O que você prefere, leitor? Nunca ter pecado e ter produzido uma justiça que o deixasse apto para comparecer diante de Deus (se fossem coisas possíveis), trazendo assim uma túnica para Deus, ou, reconhecer tudo o que você é, e tudo o que praticou, e agora, como um pecador merecedor do inferno, confessar com sua boca e crer em seu coração no Senhor Jesus, como sua eterna justiça diante de Deus? Não podemos nos detestar muito a nós mesmo; mas, oh, que profunda compaixão a que nos encontra exatamente como estamos, e nos veste com a melhor roupa, com anel e sandálias. E como nos é dado conhecer esta justiça de Deus? Leia os versículos 14 e 15 para ter a resposta. Escutando a Palavra, o evangelho da paz que nos foi enviado. Que boas novas! Aqueles que buscavam a justiça pela lei odiaram essas boas novas e os pregadores do evangelho. É exatamente o que acontece até hoje, por todos os que dizem que são judeus e não o são.
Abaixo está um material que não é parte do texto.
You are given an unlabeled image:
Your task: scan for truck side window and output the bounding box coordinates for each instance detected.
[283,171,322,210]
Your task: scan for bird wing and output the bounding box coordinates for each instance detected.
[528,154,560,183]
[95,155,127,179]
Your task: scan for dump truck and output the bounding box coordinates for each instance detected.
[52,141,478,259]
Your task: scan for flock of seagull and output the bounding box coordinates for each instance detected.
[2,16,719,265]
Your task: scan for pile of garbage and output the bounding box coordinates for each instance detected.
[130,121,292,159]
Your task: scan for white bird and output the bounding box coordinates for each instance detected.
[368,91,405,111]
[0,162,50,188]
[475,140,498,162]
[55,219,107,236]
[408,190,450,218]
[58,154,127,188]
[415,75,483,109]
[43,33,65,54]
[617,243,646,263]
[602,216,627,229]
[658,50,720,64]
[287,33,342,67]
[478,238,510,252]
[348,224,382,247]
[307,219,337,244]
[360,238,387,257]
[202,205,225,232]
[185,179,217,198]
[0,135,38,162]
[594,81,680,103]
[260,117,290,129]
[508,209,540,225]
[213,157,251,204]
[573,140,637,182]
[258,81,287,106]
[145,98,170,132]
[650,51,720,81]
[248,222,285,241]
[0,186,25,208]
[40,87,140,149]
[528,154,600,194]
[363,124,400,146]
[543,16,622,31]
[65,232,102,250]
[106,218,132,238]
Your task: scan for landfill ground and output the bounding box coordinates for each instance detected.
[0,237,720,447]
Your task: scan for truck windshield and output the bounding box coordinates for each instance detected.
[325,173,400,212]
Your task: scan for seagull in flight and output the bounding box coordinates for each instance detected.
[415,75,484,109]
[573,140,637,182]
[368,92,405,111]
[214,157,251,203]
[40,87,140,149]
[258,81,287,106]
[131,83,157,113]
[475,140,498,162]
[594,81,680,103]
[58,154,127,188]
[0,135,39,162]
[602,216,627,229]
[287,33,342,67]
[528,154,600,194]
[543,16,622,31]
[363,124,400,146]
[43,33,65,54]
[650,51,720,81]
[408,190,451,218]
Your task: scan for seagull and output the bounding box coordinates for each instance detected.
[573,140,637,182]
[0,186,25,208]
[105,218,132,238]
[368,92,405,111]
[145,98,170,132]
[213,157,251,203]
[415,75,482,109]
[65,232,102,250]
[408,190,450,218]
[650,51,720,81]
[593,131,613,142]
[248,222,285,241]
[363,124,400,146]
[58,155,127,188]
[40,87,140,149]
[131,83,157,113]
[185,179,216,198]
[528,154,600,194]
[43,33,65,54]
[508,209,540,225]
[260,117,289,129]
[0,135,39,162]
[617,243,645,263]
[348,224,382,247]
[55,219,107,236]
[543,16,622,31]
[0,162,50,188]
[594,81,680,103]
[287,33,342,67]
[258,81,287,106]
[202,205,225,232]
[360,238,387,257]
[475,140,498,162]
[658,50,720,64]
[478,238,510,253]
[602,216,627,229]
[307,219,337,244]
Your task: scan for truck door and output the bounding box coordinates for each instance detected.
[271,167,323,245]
Não seria este um fato dos mais espantosos que o homem pudesse odiar e rejeitar o seu maior bem, o evangelho da paz? O homem tentará, ou pensa poder tentar, atingir algum dia a sua própria paz com Deus. Mas não terá a paz que é feita pelo sangue de Jesus; a paz que é pregada àqueles que estão longe, e àqueles que estão perto. Sim, a paz que é proclamada a todos. "Mas nem todos obedecem ao evangelho; pois Isaías diz: Senhor, quem creu na nossa pregação?" (Rm 10:16) A palavra do evangelho foi pregada a todo o Israel: mas não quiseram crer. É pregada agora, talvez como nunca o foi antes, a toda a cristandade; mas eles não a receberão. Veremos o resultado final de tudo isso no próximo capítulo.
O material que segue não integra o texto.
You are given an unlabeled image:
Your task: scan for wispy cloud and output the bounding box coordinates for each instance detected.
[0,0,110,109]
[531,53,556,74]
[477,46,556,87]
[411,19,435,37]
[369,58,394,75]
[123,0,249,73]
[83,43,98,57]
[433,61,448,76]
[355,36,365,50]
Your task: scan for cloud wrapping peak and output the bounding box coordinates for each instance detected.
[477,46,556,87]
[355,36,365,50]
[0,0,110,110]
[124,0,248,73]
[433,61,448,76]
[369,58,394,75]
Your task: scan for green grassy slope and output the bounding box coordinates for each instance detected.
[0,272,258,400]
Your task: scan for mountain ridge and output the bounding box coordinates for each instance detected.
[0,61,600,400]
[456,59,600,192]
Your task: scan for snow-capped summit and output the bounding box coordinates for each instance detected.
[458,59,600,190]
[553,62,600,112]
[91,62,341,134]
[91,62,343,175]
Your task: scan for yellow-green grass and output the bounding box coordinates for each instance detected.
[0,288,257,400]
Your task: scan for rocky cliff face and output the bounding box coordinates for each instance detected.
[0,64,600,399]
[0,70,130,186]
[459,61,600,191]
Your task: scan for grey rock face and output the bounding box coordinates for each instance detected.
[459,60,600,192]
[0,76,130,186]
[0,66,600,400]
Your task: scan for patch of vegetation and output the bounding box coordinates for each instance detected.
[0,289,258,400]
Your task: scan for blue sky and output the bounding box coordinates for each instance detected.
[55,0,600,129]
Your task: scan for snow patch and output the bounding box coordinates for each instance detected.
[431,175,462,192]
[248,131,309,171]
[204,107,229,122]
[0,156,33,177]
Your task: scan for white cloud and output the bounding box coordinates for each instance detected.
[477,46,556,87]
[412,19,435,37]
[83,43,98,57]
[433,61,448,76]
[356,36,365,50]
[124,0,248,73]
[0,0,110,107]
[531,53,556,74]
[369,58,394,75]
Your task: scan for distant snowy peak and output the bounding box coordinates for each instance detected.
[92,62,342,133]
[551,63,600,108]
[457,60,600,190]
Deus tem os que Lhe pertencem, apesar de toda a perversidade do homem, sejam judeus ou gentios, como Isaías claramente disse: "Fui achado pelos que me não buscavam, fui manifestado aos que por Mim não perguntavam". (Rm 10:20) O apóstolo provou, assim, as duas coisas tiradas das passagens do próprio Antigo Testamento deles: que não há diferença, e que prevalece a soberania de Deus. Quem quer que seja, judeu ou grego, que invocar o Senhor será salvo -- e, oh, que verdade que sustenta a alma, Ele terá misericórdia de quem tiver misericórdia. Teria Israel se perdido por Deus não desejar salvá-los? "Mas contra Israel diz: Todo o dia estendi as minhas mãos a um povo rebelde e contradizente." (Rm 10:21) Eles não quiseram ir a Ele: eles recusaram o melhor vestido, o anel e as sandálias. Que isto não aconteça com os leitores destas linhas. Aquele que vai a Ele, de maneira nenhuma será lançado fora.